Russia's Putin Signals Will Not Sack PM Over Economy
Russian President Vladimir Putin played down differences with his government over economic policy on Thursday and signaled he was not about to respond to calls to dismiss his prime minister.
There has been speculation for months in the media and among political analysts that Putin, back in the Kremlin since last May, could make Prime Minister Dmitry Medvedev a scapegoat if Russia's economy continues to slide towards recession.
But in response to a question at a nationwide phone-in that was broadcast live, Putin said: "There is no division between the government and the president, or the presidential administration (on the economy)."
He acknowledged there may be a lot of complaints about the government's work but, indicating it needed time to prove itself, he said: "The people have only been in their jobs a year."
Putin, 60, was taking part in his first phone-in with the Russian public since replacing long-time ally Medvedev as president after four years as prime minister. The former KGB spy has dominated Russia as president or premier since 2000.
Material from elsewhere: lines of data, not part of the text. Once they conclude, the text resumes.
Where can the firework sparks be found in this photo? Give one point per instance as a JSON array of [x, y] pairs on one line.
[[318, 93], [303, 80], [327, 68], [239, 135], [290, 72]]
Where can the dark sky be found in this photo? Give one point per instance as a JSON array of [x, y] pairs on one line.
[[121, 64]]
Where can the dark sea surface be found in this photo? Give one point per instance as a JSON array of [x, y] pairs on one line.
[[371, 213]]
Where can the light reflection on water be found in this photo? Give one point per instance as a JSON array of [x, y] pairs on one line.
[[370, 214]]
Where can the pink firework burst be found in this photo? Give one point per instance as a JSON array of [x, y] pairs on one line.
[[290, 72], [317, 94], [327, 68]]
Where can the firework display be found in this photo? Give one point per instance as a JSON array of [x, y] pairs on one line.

The phone-in has been an almost annual event since 2001, and Putin has often used his marathon performances, answering questions on anything from pensions to foreign policy, to show he is in control of the country of more than 140 million.
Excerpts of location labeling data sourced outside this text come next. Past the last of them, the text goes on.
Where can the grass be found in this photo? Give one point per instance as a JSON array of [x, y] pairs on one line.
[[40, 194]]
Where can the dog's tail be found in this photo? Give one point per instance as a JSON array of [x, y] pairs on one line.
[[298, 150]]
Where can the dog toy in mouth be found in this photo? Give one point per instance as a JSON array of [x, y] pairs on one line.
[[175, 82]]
He was expected to use this year's call-in to show he has reasserted his grip on Russia after it came under threat just over a year ago during the biggest protests since he first rose to power. The protests have since dwindled.
Putin said earlier this week that Russia must adopt stimulus measures to improve economic growth, acknowledging that it risked sliding into recession because of falling commodity prices which had affected its main exports.
But Putin and Medvedev have been allies since working together in the St Petersburg city administration in the 1990s.
Russian television said almost 2 million people had sent questions to Putin by phone, email or text messages.
Opinion polls generally show Putin enjoys much more support than most Western leaders but also that his popularity has dropped since its peak in his presidency from 2000 until 2008.